Добавить в цитаты Настройки чтения

Страница 10 из 11



В этом совещании уже поднимался вопрос о введении осадного положения. Хабалов протестовал на том основании, что, по последнему положению, командующий войсками округа пользовался правами командующего армией, равными правам командира осаждённой крепости. Некоторые из министров настаивали на введении осадного положения, потому что, с объявлением его, прекращаются все собрания, в том числе и заседания Государственной Думы, и даже её комиссий. Покровский возражал, что это – вопрос спорный.

Решено было просить председателя и членов Думы употребить свой престиж для успокоения толпы, решено, что Родзянко поедет к Голицыну, а Покровский и Риттих войдут в переговоры с некоторыми лидерами партий (называли Милюкова и Савича).

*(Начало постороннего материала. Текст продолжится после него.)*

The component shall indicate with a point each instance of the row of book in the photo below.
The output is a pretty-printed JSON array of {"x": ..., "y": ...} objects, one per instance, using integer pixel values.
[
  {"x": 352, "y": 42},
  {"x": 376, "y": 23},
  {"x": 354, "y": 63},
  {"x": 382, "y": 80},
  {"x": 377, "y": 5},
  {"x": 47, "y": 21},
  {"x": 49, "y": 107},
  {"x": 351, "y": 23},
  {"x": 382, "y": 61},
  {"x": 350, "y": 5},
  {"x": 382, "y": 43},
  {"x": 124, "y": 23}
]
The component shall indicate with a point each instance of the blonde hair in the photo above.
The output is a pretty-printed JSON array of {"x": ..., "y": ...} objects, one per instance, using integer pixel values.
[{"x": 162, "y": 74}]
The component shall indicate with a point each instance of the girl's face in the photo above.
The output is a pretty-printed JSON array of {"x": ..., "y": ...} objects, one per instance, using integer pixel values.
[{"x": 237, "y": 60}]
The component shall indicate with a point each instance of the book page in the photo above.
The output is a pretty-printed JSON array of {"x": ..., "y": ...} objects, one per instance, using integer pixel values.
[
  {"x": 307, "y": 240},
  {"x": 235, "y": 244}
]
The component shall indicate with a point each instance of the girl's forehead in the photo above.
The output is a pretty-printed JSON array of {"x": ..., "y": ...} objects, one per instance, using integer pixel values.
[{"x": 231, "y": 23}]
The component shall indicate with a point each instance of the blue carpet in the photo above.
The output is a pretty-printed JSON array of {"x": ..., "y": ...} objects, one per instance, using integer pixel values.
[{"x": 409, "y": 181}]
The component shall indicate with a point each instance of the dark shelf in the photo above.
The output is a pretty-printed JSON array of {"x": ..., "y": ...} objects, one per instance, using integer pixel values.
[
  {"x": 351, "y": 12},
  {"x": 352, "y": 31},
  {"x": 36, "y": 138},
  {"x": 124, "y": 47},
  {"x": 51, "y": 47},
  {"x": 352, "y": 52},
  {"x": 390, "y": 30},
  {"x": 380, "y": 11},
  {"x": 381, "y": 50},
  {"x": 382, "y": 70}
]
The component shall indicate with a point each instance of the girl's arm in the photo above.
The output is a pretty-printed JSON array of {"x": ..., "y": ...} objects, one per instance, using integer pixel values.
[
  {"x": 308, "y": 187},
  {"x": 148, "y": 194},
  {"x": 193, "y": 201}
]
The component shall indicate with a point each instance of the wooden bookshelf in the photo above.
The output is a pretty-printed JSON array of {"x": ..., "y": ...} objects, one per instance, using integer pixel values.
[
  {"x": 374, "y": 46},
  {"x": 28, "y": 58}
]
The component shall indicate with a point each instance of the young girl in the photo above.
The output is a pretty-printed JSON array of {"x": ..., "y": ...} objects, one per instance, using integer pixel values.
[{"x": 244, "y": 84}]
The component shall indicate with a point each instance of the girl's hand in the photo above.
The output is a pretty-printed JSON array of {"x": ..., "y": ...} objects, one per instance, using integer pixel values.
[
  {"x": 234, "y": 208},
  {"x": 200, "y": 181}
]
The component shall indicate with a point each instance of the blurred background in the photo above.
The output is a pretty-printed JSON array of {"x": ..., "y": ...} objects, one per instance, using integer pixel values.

Голицын указал, что в стремлениях на пути к соглашению не следует забывать того, что некоторые министры должны будут собой пожертвовать; он намекал на Протопопова. Хабалов произвёл на Голицына впечатление «очень не энергичного и мало сведущего тяжелодума», а доклад его показался Голицыну «сумбуром». В этот вечер он просил у Хабалова охраны и впоследствии жаловался на то, что не видел её, хотя Хабалов послал роту, которая «закупорила Моховую».

Министры разошлись в 4 часа ночи, решив опять сойтись в воскресенье в 8 1/2 часов. Журналов совещаний в эти дни не велось, хотя на всех совещаниях присутствовал Ладыженский.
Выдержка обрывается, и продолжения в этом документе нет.